At present, also fewer to the research report of in-situ micro-fibril blend.Research is system, not deeply not very also, does not more form a more complete theoretical system.(what 6:395) studied mainly is the PET/PA system for SFakirov, et al.Adv Mater.1994 to be engaged in the Evatatiev etc. of this area research the earliest, the method that adopts is " melt extruding-solid phase stretching-anneal ", the process complexity, efficient is low, only can do theoretical investigation.If " melt extruding-thermal stretch-quenching " method of employing prepares the in-situ micro-fibril blend, do not need reheat to carry out solid phase and stretch and aftertreatment, technology is continuous, is easy to control and simple relatively, and the production efficiency height obtains practical application easily.But the research of relevant this method is reported seldom, and research range is narrow, and the material property that obtains is not good enough, and performance characterization is also insufficient.In research before, we have prepared PET/PE, PET/PP, PC/PE, PC/PP, PA-6/PE, PA-6/PP in-situ micro-fibril system and PET/ carbon black (CB)/network combined material of PE original position conduction fento, and its form and performance are discussed.

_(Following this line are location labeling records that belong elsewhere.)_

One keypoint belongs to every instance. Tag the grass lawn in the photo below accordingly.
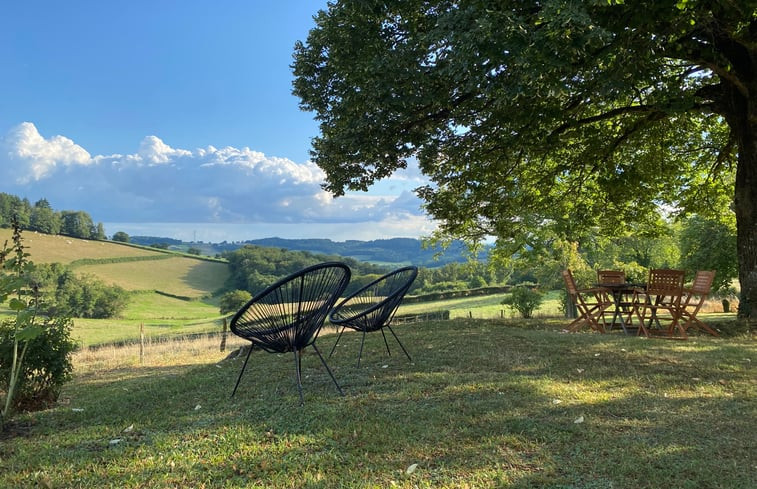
(483, 404)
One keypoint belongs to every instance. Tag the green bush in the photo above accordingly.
(47, 364)
(524, 299)
(34, 348)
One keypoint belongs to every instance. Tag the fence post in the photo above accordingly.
(223, 336)
(570, 308)
(141, 343)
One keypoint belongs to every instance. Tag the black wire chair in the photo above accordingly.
(288, 315)
(372, 307)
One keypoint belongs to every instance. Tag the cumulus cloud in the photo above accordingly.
(160, 183)
(37, 157)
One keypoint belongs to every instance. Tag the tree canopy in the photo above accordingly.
(573, 118)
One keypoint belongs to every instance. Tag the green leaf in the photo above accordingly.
(17, 305)
(29, 332)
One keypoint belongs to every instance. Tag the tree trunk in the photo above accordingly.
(745, 202)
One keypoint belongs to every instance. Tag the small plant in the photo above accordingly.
(34, 349)
(524, 299)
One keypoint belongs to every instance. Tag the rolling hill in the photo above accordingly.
(130, 267)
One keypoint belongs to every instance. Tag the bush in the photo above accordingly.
(34, 348)
(524, 299)
(46, 367)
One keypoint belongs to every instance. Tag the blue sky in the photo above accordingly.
(176, 118)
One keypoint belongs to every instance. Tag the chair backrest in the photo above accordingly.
(374, 305)
(289, 314)
(570, 282)
(665, 282)
(702, 282)
(611, 277)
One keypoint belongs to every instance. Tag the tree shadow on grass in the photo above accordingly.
(476, 406)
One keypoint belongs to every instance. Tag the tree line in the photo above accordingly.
(677, 244)
(41, 217)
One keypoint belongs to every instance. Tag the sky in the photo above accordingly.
(175, 118)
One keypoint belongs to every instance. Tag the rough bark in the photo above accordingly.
(745, 200)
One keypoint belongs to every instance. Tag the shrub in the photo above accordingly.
(524, 299)
(34, 349)
(46, 367)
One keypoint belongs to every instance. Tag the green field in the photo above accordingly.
(482, 404)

Three, summary of the invention
One of purpose of the present invention is the deficiency at domestic and international research, promptly both at home and abroad seldom and the deficiency of aspect such as scope is narrow for the research of in-situ micro-fibril blend, a kind of preparation method of novel in-situ micro-fibril blend is provided, promptly prepare PPS/PP in-situ micro-fibril blend, the PPS fento has enhancement to this blend.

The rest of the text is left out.